Connected for Collective Impact: CBOs + School Health Pathways

Posted on by Cailin

Ángel Ross is working with a collaboration between the California Endowment and SCUSD.

Ángel a first year in the Master of City Planning program at Berkeley, concentrating on housing, community and economic development. Their previous work has focused on youth organizing around immigration, queer, and education issues in Los Angeles and the Inland Empire.

In July of 2014, the California Career Pathways Trust became law making $250 million in funds available to school districts, community college districts, and other regional bodies to support career pathways programs. Part of the goal of these one-time competitive grants is to establish regional collaborative relationships and partnerships with businesses, community organizations, and local colleges and universities. The Sacramento City Unified School District (with Elk Grove Unified School District) received $6 million to help establish and institutionalize career pathways across SCUSD.

The California Endowment (TCE), the main client for this PLUS project, hopes to support the $6 million grant particularly through investment in the Health Science and Medical Technology pathway. Both SCUSD and TCE have prioritized increasing enrollment among young men of color within health pathways. My partner on the project is in the process of compiling a list of best practices based on other health pathways programs paying special attention to the recruitment and retention of young men of color.

I have been tasked with reaching out to current TCE grantees that currently work extensively with young people to document the value these organizations can offer the district.

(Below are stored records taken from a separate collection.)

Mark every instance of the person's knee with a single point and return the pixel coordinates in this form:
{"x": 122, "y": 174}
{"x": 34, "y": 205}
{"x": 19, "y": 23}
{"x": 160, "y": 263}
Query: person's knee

Before contacting community-based organizations (CBOs), we spoke with a couple district representatives who identified two specific needs among health pathways in SCUSD: a short-list of community contacts that can provide students with valuable work-based learning experiences and “people resources” that can provide mentorship and other basic skills building workshops for students.

In the last few weeks, I connected with three community-based organizations (CBOs) in Sacramento who are current grantees of TCE: La Familia Counseling Center, the Sacramento Chinese Community Center, and Sol Collective. In addition to an overview of the current youth programs they offer, each of the organizations discussed work-based learning (WBL) opportunities for students that they currently have capacity to take to scale along the WBL continuum.

All of the organizations incorporate the social determinants of health in their work. The Sacramento Chinese Community Center connects young people to fresh organic food production with their school gardening curriculum, La Familia Counseling Center advises high school youth on projects revolving around domestic violence and healthy food options for local residents, and Sol Collective runs a monthly Curanderismo series, modeled after a University of New Mexico program, which “celebrates and teaches the long forgotten herbal healing techniques of Mexican natives.” [1] We plan to present these experiences as part of our recommendation to the district to widen the scope of the health pathways beyond a clinical or treatment perspective.

Incorporating the social determinant of health into existing health pathways will likely increase enrollment among young men of color in health pathways, particularly because all of the above organizations already work with young men of color on these issues. Additionally, the health pathways are currently located at Hiriam Johnson and Health Professions High Schools. Many teachers were moved around the district with the inception of pathways district-wide, and Hiriam Johnson saw a lot of changes. Students can currently choose from business, public services, and health and medical sciences pathways. Health Professions is very small high school that focuses specifically on health pathways, and does not have strong athletic teams. This may serve as a deterrent for young men of color interested in playing sports for the more prominent CIF league, where other high schools in Sacramento, including Hiriam Johnson, are part of Division II.

The next steps involve reaching out to one more CBO with youth programs and more clearly mapping out the various WBL experiences that CBOs can provide to students. We hope that the final project deliverables will support the partnership between TCE and SCUSD as well as between SCUSD and Sacramento CBOs.